Muslim independent schools in South Africa are under enormous constraints to stay afloat in the current financial times. The struggling Iqra Academy in Belhar is a prime example of a Muslim school could close its doors as a consequence of insufficient funding. The school in the working-class suburb of Belhar is facing imminent closure unless sufficient funds are raised, urgently. Imaad Isaacs of the Imaad Isaacs Foundation told VOC that they are looking to raise R2.5 million over the next 10 weeks. The Imaad Isaacs Foundation is a non-profit company that recently took over the Iqra Academy.
“We need to remember that with independent schools, although they are partly subsidized by the Department of Education that partial subsidy is very small and when you take a school like Iqra Academy which charges a very minimal fee, its really not enough to run a high school. The school has always found itself in this challenge of not having sufficient finances…when you run a high school you need to have specialists and they come at huge costs,” said Isaacs.
The foundation’s aim is to ensure that the school remains open, ensuring that in 2020 students can re-register at the school and that classrooms are well equipped and ready for education. They are looking at introducing virtual education as well, bringing in facilitators and establishing a blended learning model at the school – which Isaacs says will help reduce costs while ensuring access to quality resources.
Blended learning essentially means learners will use a digital learning model supported by teachers and academic coaches.
The R2.5 million goal will give the school the boost it needs to meet its objectives and continue to educate the more than 140 learners at the academy.

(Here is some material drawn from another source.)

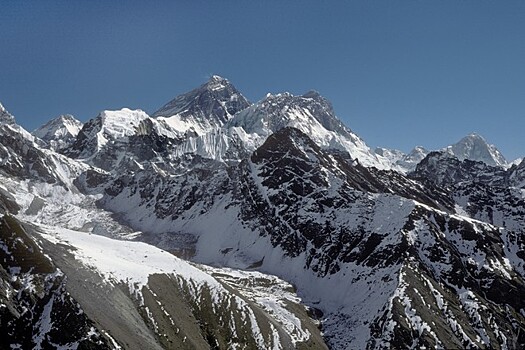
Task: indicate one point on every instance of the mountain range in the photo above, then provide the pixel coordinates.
(220, 223)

“We really want the community to come out and support us. Ultimately, this is a boost to get the school going and our long term vision is the gradual implementation of the virtual high school as well as ensuring sustainable avenues of funding for the school…within two years inshaa’Allah we will have avenues that ensure the school is sustainably run with adequate resources and that funding will no longer be an issue as it is right now,” said Isaacs.